At its core, K-ON! is about cute girls doing cute things such as eating cake, but it is also about cute girls occasionally doing something comedic, the show being based originally on a 4koma gag manga (a 4 panel comic strip for those not in the know). In keeping with the idea of the "Light Music Club" the humour is of a light nature indeed, personally it was something which very rarely brought out an audible laugh from myself but somewhat frequently elicited a smirk or a chuckle.
Other than comedy and the cute girls, K-ON! is about very little else, at least in the first 4 episodes, there's very little in the way of plot or even characterisation. Characters are thus far little more than well known archetypes, Tsumugi is the rich girl princess, Yui is the space cadet clutz, Mio is the scaredy cat and Ritsu is the crazy tomboy. Now poor characterisation is damaging to any anime, but it is doubly so for any show in the slice of life genre to which K-ON! due to the lack of any real narrative to grab the collective viewers' attentions. As a result the most important question when it comes to slice of life is whether the people whose lives you are getting a slice of are actually interesting or not, and personally the answer in the case of K-ON! is a definite no.
In terms of what is on the DVD itself, pickings are sparse, the only thing other than the first 4 episodes and the two language tracks is an interview with prolific voice actor Stephanie Sheh who provided the English language voice for Yui. Speaking of the dub, surely something of import for the many individuals who have "somehow" managed to watch the show in the past with only subtitles, well I can reassure you that the dub is perfectly fine and does a good job of capturing the spirit and energy of the original Japanese.
In reality K-ON! doesn't seem to offer much to your average Joe shmoe anime viewer. K-ON! isn't a philosophical masterwork which challenges you to think as you watch it, it isn't an action packed extravaganza which keeps you on the edge of your seat, what K-ON is can simply be described as fluff, albeit very well made fluff as is to be expected from the veritable hit factory which Kyoto Animation has become.

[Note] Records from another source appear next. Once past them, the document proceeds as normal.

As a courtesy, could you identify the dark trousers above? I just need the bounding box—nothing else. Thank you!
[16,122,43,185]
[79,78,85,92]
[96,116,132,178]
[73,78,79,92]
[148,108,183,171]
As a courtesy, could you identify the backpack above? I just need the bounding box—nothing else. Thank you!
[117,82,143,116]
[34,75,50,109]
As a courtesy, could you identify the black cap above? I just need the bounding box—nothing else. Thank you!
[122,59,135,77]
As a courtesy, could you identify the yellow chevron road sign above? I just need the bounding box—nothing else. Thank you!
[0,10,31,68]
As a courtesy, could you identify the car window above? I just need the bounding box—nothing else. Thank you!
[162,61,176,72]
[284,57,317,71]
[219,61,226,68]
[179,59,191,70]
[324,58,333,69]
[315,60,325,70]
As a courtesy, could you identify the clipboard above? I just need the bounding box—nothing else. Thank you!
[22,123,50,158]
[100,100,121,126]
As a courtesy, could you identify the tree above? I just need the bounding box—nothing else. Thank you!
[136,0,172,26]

This is a show which feels like it was designed by committee, which it most likely was, where every creative decision was made with the idea of how to sell more copies to fans. The real litmus test for K-ON! is whether you are asking yourself; "why the devil would I want to watch two hours of cute girls doing cute things?" or not, if you are, I feel that I can almost conclusively say this is not the show you are looking for, move along. However if you, mon amie, aren't thinking so and are in fact thinking; "yeah, I like the cute school girls!" e-mail myself your name and address so I can add you to the "people to monitor list", but truthfully it's easy to understand though why K-ON! became the fan favorite that it did, because as I said, it may be fluff in my eyes but it really is objectively well made fluff at that.